火山灰同定テフラ同定[鉱物組成・屈折率測定など]

■キーワード

  • 広域テフラ
  • 重鉱物組成
  • 軽鉱物組成
  • 火山ガラスの形態
  • 火山ガラスおよび重鉱物の屈折率測定
  • 給源
  • 噴出年代

■概要

テフラ同定は、遺跡における層序の確立を目的とします。さらに、テフラは同一時間面を示すため、遺跡間の対比において有効です。 たとえば、姶良Tnテフラ(AT、較正年代で約26,000-29,000年前)は、日本列島の広範囲に分布することから、 日本列島内の後期旧石器時代研究において基準層として重視されています。

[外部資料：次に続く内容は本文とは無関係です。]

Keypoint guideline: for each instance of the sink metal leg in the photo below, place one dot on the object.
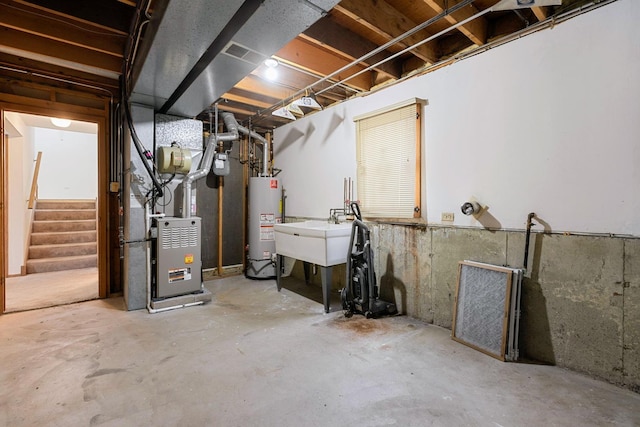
(279, 266)
(306, 266)
(325, 275)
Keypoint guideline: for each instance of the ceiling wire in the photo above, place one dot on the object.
(368, 55)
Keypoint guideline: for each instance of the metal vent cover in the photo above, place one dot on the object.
(244, 53)
(180, 237)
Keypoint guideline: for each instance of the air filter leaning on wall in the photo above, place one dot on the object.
(486, 311)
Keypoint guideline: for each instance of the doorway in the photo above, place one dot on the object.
(50, 206)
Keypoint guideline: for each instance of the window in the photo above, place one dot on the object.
(388, 161)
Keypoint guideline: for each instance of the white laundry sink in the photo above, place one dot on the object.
(318, 242)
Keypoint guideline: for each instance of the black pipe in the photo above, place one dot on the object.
(136, 141)
(527, 238)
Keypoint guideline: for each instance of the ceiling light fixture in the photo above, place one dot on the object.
(283, 112)
(295, 110)
(61, 123)
(271, 73)
(309, 102)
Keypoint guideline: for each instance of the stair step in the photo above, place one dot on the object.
(66, 204)
(58, 237)
(62, 250)
(44, 265)
(63, 214)
(66, 225)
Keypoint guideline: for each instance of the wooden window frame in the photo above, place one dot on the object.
(417, 105)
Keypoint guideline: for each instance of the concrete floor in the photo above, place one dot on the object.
(50, 289)
(256, 357)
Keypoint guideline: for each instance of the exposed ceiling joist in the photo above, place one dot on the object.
(68, 41)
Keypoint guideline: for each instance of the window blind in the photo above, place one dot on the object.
(388, 162)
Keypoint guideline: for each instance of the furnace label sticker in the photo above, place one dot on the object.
(179, 274)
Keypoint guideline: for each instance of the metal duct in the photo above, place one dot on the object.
(207, 160)
(265, 146)
(181, 60)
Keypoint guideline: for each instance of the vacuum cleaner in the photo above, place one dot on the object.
(360, 295)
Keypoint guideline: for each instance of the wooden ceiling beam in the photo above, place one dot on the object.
(388, 22)
(475, 30)
(246, 100)
(309, 57)
(338, 39)
(110, 15)
(54, 49)
(60, 31)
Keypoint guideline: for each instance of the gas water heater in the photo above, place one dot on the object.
(265, 210)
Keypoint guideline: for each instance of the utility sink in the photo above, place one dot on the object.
(318, 242)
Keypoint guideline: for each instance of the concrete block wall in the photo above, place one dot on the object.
(580, 299)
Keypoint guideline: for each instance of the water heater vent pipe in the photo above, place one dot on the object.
(265, 147)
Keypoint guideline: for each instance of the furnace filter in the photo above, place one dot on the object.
(265, 210)
(179, 266)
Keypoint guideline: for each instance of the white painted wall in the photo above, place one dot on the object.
(20, 168)
(68, 169)
(546, 124)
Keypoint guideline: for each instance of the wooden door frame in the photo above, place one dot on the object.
(101, 118)
(3, 219)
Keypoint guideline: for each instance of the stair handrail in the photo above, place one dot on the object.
(34, 182)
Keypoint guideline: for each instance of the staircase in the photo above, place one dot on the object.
(63, 236)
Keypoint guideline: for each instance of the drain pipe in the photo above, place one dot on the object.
(207, 160)
(527, 239)
(265, 147)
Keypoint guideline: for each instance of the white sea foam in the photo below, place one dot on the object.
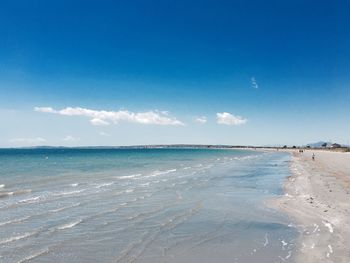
(29, 200)
(70, 224)
(33, 256)
(130, 176)
(15, 238)
(104, 184)
(69, 192)
(157, 173)
(16, 220)
(64, 208)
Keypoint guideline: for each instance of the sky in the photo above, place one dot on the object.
(87, 73)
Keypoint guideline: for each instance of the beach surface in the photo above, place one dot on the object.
(317, 196)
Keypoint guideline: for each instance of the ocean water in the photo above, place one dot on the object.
(142, 205)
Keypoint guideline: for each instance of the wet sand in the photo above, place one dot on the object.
(317, 197)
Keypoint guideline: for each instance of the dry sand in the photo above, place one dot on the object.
(318, 198)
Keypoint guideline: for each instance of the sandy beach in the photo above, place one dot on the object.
(317, 197)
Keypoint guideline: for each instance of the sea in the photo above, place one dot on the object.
(143, 205)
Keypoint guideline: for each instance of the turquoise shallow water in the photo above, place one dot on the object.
(142, 205)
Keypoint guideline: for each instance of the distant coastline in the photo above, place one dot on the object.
(189, 146)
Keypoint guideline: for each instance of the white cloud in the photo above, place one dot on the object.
(99, 122)
(254, 83)
(201, 119)
(27, 141)
(70, 138)
(102, 117)
(230, 119)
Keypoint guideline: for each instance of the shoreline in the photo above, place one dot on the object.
(317, 198)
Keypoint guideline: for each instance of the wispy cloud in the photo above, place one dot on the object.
(27, 141)
(103, 118)
(230, 119)
(254, 83)
(201, 119)
(70, 138)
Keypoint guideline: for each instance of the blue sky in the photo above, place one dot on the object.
(144, 72)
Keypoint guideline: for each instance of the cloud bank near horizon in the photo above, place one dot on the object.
(230, 119)
(104, 118)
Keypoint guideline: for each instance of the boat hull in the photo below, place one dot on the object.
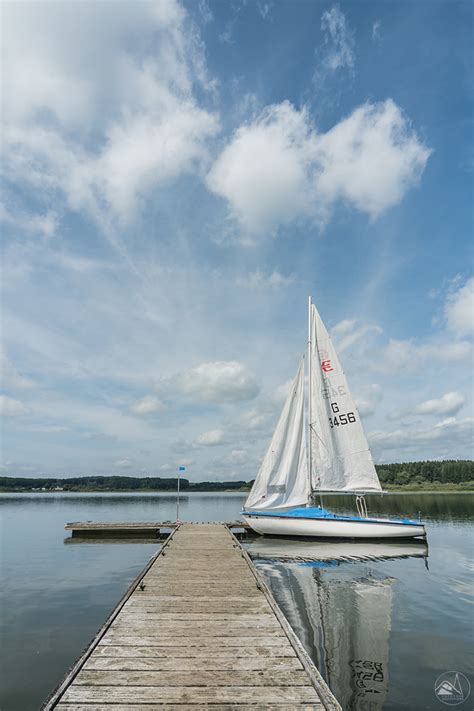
(332, 527)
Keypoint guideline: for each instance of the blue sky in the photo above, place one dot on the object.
(177, 178)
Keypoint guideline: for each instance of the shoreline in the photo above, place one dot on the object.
(391, 490)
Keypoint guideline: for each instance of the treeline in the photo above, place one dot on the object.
(115, 483)
(452, 471)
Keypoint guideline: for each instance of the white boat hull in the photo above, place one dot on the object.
(332, 528)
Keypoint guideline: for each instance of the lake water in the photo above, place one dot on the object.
(380, 630)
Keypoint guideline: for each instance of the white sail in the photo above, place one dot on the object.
(283, 479)
(341, 459)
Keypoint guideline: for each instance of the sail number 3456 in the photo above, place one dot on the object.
(340, 418)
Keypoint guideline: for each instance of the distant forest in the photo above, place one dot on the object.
(391, 475)
(451, 471)
(116, 483)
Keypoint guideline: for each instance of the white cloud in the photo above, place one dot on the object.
(349, 331)
(459, 309)
(281, 392)
(262, 172)
(239, 456)
(219, 381)
(10, 377)
(147, 405)
(262, 280)
(42, 224)
(368, 400)
(9, 407)
(212, 438)
(370, 159)
(339, 42)
(447, 404)
(279, 169)
(123, 464)
(92, 114)
(450, 433)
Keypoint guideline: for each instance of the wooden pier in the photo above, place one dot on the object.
(198, 629)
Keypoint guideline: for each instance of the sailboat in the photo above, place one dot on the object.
(337, 458)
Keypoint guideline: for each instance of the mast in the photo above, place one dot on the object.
(309, 401)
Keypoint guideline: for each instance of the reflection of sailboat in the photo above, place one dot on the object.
(344, 624)
(294, 549)
(338, 457)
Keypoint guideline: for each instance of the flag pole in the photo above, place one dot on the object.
(177, 498)
(181, 468)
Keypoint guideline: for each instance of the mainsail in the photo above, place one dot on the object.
(283, 479)
(341, 459)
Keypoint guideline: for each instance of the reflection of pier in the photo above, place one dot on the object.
(198, 628)
(344, 623)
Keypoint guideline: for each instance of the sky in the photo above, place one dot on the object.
(178, 178)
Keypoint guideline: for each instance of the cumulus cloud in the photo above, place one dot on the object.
(9, 407)
(147, 405)
(95, 116)
(459, 309)
(212, 438)
(278, 169)
(447, 404)
(219, 381)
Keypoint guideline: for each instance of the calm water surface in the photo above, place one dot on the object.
(380, 630)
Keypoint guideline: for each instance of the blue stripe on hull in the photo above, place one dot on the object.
(316, 512)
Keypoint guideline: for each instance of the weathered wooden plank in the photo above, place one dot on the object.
(198, 652)
(201, 694)
(194, 664)
(209, 642)
(187, 617)
(178, 677)
(315, 706)
(214, 628)
(197, 633)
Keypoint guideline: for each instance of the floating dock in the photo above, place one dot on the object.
(197, 629)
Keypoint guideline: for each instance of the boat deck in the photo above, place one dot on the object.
(198, 629)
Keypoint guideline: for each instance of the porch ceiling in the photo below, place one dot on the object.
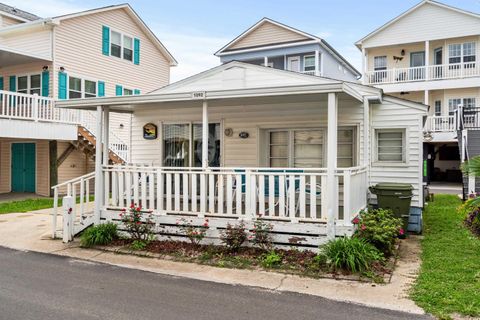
(11, 57)
(128, 104)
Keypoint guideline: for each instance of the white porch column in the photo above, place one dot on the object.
(205, 135)
(98, 167)
(364, 66)
(332, 188)
(427, 59)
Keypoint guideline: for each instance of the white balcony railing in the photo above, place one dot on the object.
(441, 124)
(432, 72)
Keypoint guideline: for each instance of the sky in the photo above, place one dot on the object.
(193, 30)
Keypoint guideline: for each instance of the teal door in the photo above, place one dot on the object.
(23, 167)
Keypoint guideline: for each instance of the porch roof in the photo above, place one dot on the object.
(11, 57)
(233, 81)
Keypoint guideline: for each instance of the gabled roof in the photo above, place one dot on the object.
(17, 13)
(302, 37)
(409, 11)
(134, 16)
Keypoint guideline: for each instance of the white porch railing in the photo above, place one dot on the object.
(15, 105)
(81, 215)
(441, 124)
(432, 72)
(288, 194)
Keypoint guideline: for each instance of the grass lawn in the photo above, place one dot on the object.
(449, 280)
(30, 205)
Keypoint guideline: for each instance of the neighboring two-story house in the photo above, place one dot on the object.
(273, 44)
(429, 54)
(102, 52)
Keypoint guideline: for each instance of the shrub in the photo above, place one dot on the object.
(261, 235)
(194, 233)
(350, 254)
(138, 223)
(101, 234)
(234, 236)
(271, 260)
(380, 228)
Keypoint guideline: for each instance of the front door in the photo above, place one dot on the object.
(293, 64)
(438, 61)
(417, 63)
(23, 167)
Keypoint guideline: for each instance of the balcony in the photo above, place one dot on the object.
(424, 73)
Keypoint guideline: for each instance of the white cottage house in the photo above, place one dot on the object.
(241, 140)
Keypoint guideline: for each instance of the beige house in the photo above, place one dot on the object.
(102, 52)
(429, 54)
(241, 139)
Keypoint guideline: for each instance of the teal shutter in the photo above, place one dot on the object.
(13, 83)
(45, 83)
(136, 51)
(101, 89)
(106, 40)
(62, 85)
(118, 90)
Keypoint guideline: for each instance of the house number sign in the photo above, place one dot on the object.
(150, 131)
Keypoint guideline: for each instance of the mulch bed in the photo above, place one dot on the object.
(292, 261)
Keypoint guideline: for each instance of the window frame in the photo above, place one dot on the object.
(29, 83)
(122, 45)
(314, 63)
(82, 86)
(404, 160)
(191, 137)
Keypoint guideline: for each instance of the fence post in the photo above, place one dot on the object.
(68, 230)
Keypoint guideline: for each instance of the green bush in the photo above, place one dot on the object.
(350, 254)
(380, 228)
(271, 260)
(234, 236)
(101, 234)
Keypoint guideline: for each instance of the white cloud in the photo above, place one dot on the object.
(46, 8)
(194, 53)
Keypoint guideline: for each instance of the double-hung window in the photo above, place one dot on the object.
(390, 145)
(81, 88)
(116, 44)
(309, 63)
(31, 84)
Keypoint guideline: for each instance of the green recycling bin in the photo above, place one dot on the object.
(396, 197)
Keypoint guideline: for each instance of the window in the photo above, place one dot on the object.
(30, 84)
(390, 145)
(380, 63)
(127, 48)
(116, 44)
(179, 151)
(74, 88)
(466, 53)
(81, 88)
(121, 45)
(309, 63)
(305, 148)
(438, 108)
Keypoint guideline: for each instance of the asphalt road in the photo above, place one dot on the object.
(41, 286)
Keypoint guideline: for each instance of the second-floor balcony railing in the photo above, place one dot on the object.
(424, 73)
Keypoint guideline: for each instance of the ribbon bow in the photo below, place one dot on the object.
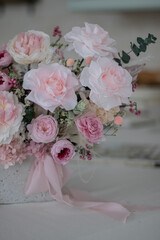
(46, 175)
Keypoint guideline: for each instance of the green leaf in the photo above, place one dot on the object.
(118, 61)
(125, 57)
(140, 40)
(135, 49)
(70, 115)
(29, 115)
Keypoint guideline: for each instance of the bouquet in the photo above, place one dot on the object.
(54, 107)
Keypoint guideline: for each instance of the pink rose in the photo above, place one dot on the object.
(43, 129)
(5, 57)
(4, 82)
(91, 41)
(11, 115)
(110, 84)
(62, 151)
(52, 86)
(90, 127)
(29, 47)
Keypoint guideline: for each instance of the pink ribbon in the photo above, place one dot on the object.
(46, 175)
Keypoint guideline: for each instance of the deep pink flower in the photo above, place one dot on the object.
(57, 32)
(90, 127)
(13, 152)
(5, 57)
(62, 151)
(43, 129)
(51, 86)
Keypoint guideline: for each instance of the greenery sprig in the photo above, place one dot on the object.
(138, 48)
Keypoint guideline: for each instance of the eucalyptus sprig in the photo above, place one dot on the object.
(138, 48)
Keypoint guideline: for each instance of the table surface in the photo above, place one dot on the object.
(116, 181)
(110, 182)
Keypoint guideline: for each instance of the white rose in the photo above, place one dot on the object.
(11, 115)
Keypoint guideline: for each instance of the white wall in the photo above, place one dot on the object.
(124, 27)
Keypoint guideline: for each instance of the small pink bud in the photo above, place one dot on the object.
(70, 62)
(88, 60)
(118, 120)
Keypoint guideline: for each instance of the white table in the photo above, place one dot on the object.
(111, 182)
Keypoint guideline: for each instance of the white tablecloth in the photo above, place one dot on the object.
(111, 182)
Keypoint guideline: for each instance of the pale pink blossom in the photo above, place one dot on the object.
(11, 115)
(70, 62)
(118, 120)
(91, 41)
(43, 129)
(90, 127)
(110, 84)
(5, 57)
(52, 86)
(62, 151)
(29, 47)
(4, 82)
(12, 153)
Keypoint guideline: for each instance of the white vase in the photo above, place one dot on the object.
(12, 185)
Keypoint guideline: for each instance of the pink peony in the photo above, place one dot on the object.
(29, 47)
(90, 127)
(110, 84)
(4, 82)
(43, 129)
(62, 151)
(11, 115)
(52, 86)
(91, 41)
(5, 57)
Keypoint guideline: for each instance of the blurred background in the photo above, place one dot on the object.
(125, 20)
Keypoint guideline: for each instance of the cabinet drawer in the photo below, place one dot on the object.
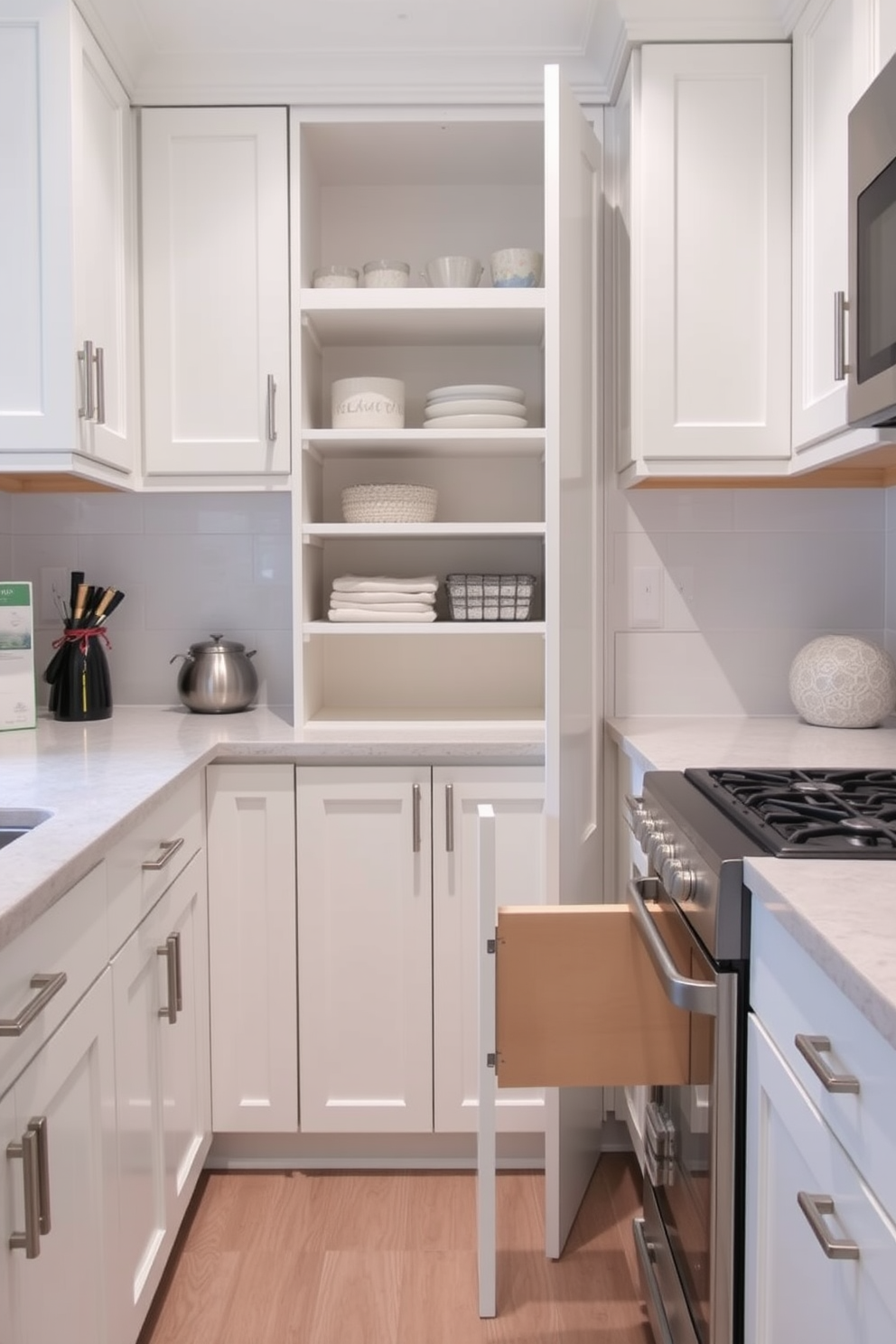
(793, 996)
(578, 1003)
(154, 853)
(69, 938)
(797, 1289)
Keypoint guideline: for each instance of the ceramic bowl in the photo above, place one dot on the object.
(516, 267)
(454, 272)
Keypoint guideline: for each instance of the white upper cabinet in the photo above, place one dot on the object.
(215, 294)
(702, 163)
(838, 47)
(69, 397)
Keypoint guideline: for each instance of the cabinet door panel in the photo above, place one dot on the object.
(215, 289)
(518, 798)
(364, 949)
(251, 929)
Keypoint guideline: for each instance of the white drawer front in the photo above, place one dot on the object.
(165, 839)
(69, 938)
(793, 996)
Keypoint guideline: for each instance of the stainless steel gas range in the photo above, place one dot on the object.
(696, 829)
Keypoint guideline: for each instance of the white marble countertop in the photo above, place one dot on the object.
(841, 911)
(98, 779)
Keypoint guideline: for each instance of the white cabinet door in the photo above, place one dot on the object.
(793, 1288)
(518, 798)
(163, 1085)
(364, 949)
(251, 931)
(710, 259)
(215, 289)
(69, 1087)
(66, 249)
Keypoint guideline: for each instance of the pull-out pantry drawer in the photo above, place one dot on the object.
(578, 1002)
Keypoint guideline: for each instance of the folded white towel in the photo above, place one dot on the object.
(339, 603)
(367, 613)
(383, 583)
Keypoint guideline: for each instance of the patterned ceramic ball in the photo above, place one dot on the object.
(840, 682)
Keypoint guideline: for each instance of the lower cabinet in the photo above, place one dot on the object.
(386, 898)
(160, 984)
(251, 930)
(60, 1115)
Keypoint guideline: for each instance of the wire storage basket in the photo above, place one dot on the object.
(490, 597)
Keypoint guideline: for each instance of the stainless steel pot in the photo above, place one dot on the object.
(217, 677)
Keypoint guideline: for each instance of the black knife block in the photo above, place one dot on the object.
(79, 682)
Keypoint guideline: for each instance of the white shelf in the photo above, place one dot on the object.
(424, 316)
(425, 443)
(427, 530)
(429, 630)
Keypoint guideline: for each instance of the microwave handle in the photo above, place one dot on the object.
(692, 994)
(841, 367)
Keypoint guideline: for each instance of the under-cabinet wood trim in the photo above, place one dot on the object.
(579, 1004)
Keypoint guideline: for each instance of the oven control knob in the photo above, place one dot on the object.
(678, 879)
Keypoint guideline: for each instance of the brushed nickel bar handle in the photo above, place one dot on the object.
(272, 409)
(86, 358)
(168, 851)
(46, 986)
(101, 385)
(38, 1126)
(415, 796)
(449, 817)
(170, 952)
(30, 1239)
(841, 369)
(812, 1049)
(179, 997)
(816, 1207)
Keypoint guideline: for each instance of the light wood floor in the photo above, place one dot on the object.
(390, 1258)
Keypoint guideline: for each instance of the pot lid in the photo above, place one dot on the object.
(217, 644)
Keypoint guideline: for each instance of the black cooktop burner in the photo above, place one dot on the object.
(809, 813)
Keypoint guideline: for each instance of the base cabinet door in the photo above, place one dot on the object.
(802, 1191)
(65, 1098)
(518, 796)
(364, 949)
(160, 981)
(251, 931)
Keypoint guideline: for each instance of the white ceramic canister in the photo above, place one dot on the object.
(386, 275)
(369, 404)
(335, 277)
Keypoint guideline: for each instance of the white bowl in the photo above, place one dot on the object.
(516, 267)
(454, 272)
(369, 404)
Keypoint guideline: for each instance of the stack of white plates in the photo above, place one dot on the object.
(474, 406)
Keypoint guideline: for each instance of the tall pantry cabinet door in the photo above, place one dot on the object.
(364, 949)
(215, 284)
(107, 256)
(251, 934)
(518, 796)
(62, 1293)
(574, 561)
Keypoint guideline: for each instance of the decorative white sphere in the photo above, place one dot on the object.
(840, 682)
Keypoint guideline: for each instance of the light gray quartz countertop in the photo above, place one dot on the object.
(99, 779)
(841, 911)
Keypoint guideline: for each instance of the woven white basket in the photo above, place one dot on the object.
(388, 504)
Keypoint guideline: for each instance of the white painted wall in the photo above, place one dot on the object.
(746, 578)
(191, 565)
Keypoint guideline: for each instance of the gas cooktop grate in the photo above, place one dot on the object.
(805, 813)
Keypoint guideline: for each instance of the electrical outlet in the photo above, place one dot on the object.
(49, 609)
(647, 595)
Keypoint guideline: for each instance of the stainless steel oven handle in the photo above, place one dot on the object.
(692, 994)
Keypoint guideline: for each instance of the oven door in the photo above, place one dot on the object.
(688, 1245)
(871, 388)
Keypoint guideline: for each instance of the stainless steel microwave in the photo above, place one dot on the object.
(871, 388)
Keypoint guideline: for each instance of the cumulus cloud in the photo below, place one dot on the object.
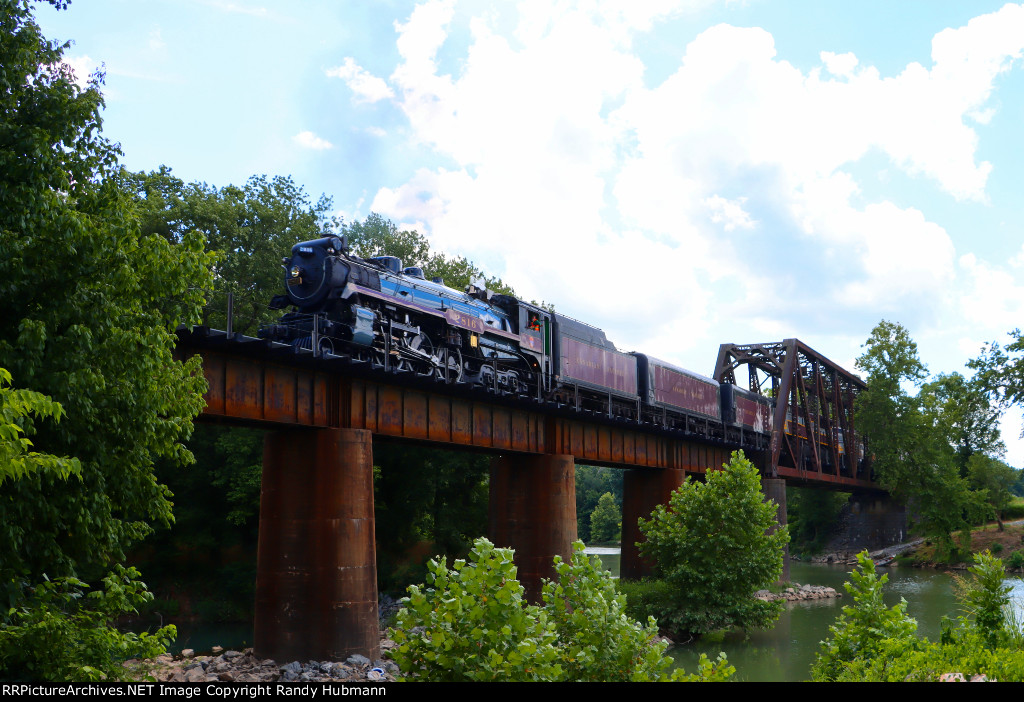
(83, 67)
(725, 189)
(366, 86)
(310, 140)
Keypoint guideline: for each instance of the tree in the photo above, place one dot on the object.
(911, 458)
(866, 627)
(90, 306)
(471, 622)
(961, 410)
(591, 483)
(1000, 370)
(715, 544)
(993, 479)
(17, 408)
(605, 523)
(811, 516)
(379, 236)
(249, 228)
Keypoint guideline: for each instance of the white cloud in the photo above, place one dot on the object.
(571, 178)
(83, 68)
(729, 213)
(366, 86)
(310, 140)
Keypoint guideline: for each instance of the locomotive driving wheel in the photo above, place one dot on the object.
(450, 364)
(416, 354)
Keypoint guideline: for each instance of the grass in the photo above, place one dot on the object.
(1001, 543)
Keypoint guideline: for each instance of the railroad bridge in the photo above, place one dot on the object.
(315, 589)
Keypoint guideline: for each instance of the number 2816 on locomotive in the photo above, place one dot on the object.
(377, 311)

テフラは、火山または噴火ごとに重鉱物組成、火山ガラスの形態・色、屈折率値が異なることが知られています。 これらの特徴を用いて、テフラを同定し、給源火山を明らかにします。

■対象試料

試料は、テフラ層の一部を採取する場合や、垂直方向に等間隔に採取する(テフラ検出を目的とする)場合があります。 試料は、最大30g(鶏卵一個体程度)を必要とします。

■方法

AT(姶良Tnテフラ)の顕微鏡写真
AT(姶良Tnテフラ)の顕微鏡写真

試料を適量湿式ふるいわけした後、任意の残渣を重鉱物と軽鉱物に分離します。それぞれについてプレパラートを作成し、顕微鏡下で鉱物類の分類・計数を行ないます。 また、軽鉱物中に含まれる火山ガラスについては町田・新井の分類基準に基づき、形態別に計数します。 なお、火山ガラス含有率の高い試料については、火山ガラスの屈折率測定を行ないます。さらに、重鉱物の屈折率測定を行う場合もあります。

■同定

AT火山ガラス屈折率
AT火山ガラス屈折率(縦軸:測定粒数、横軸:屈折率)

分析により得られた鉱物組成、火山ガラスの形態、屈折率値などからテフラの同定を行います。 なお、これらの特徴が類似したテフラも存在するため、同定の際は層位的関係など発掘調査時の所見が重要です。 同定したテフラの噴火様式、分布、噴出年代などが明らかとなっている場合は、それらについて記述します。

なお、テフラが一次堆積の場合には問題ありませんが、二次堆積している場合や化学的変化をしている場合があり、 同定結果の使用にあたっては注意が必要です。

参考文献

町田 洋・新井房夫(2003)新編火山灰アトラス日本列島とその周辺.財団法人東京大学出版会,336p.